One is lack of technical knowledge, and skills and resources of various kinds, in partner organizations—particularly with smaller partners. That's a very significant barrier, and that's where I think these collaborative, shared infrastructures are particularly useful. However, there are some very significant barriers on the other side, too. The reason that some organizations are offering, or imposing, proprietary solutions on their partners is that those organizations themselves do not have very integrated, Web-enabled infrastructures that would allow them to use a more open type of interface with the partners. Even when systems are relatively integrated, another problem can be organizational complexity. If your organization has many different units interacting with people on the partner's side, chances are that it will be very difficult to integrate smoothly.

Some of the biggest problems, though, are mental. The belief is still fairly commonplace that we don't really need to collaborate, or that the goal is to benefit at the expense of our partners. In many industries, there's a very long history of adversarial relationships between companies and their partners, and these get translated into how they work together around IT.
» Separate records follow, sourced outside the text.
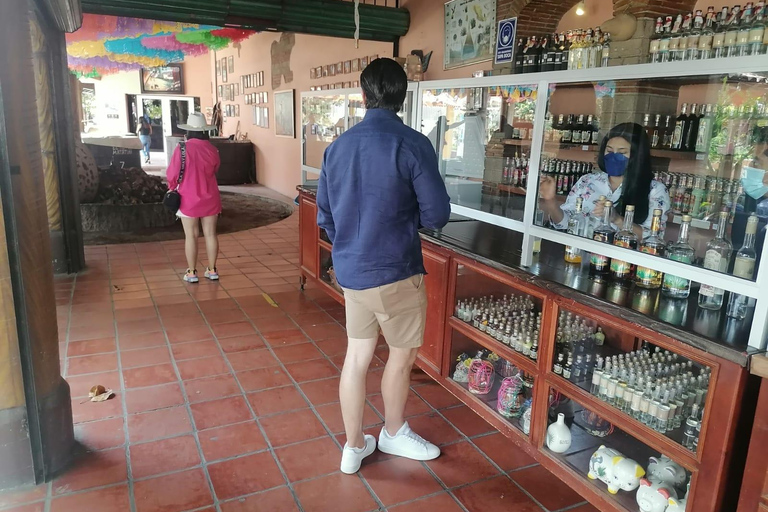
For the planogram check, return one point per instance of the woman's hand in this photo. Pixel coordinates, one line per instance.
(547, 188)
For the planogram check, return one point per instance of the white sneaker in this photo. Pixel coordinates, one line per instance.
(407, 443)
(352, 458)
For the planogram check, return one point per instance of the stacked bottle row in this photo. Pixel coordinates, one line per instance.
(718, 256)
(515, 171)
(572, 129)
(565, 172)
(575, 49)
(701, 197)
(696, 36)
(512, 320)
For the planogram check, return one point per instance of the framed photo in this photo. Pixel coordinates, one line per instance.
(164, 79)
(285, 120)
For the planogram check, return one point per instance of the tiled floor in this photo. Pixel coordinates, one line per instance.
(225, 402)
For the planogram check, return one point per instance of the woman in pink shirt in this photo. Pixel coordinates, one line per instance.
(199, 193)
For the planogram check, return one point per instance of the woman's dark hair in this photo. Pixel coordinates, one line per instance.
(384, 84)
(197, 135)
(637, 178)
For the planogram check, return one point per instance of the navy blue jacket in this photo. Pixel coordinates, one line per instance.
(379, 184)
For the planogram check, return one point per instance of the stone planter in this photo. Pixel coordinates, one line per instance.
(123, 218)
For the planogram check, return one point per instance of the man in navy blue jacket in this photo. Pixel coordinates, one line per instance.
(379, 184)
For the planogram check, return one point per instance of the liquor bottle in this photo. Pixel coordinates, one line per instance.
(707, 35)
(604, 232)
(652, 244)
(658, 132)
(719, 49)
(717, 257)
(674, 38)
(678, 287)
(681, 128)
(685, 34)
(704, 135)
(519, 54)
(732, 32)
(658, 32)
(576, 224)
(744, 267)
(626, 237)
(692, 49)
(605, 50)
(745, 25)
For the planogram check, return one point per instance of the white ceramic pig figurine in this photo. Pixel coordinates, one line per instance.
(615, 470)
(676, 505)
(653, 495)
(666, 470)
There's one more obstacle: Too often, in our own organizations, we do not take an integrated approach to the improvement efforts we make. Many companies are quite excellent in this regard, but the vast majority of approaches to integration or organizational improvement are balkanized. The organizational-development people on the one hand are proposing certain kinds of solutions, while IT people are doing their own thing. Meanwhile, the alliance professionals—the people whose job is to worry about strategic partnerships and how to manage them—are not working with the technology people either.

Are today's technologies capable of enabling companies to -integrate the way they would like to integrate?
Oh, probably not. The problem is that you can't buy it in a box. You can integrate. You can integrate internally and you can integrate externally. But generally speaking, these are very complex solutions that require many different technology components, and there's a great deal of time, money, expertise and effort required to put all of those pieces together effectively. We have those capabilities, generally speaking, in large organizations. We don't have them in smaller ones.

It's hard enough to manage a conventional IT project well. How tough is it for two organizations with -different goals and interests to work together?
Collaboration of this sort is extremely challenging to do, and organizations have to work very, very hard at it if they're going to succeed. Given that, you need to be clear that this is something you want to do.

It's very important to think of these interorganizational collaborations facilitated by IT as cross-disciplinary change efforts. This is not just an IT project. This is not just an alliance situation. This is not just an organizational development or change-management issue. It's all of those things at the same time. If I could give advice to organizations, I would suggest that they spend time thinking about how to take an integrated approach to their efforts to work with their partners.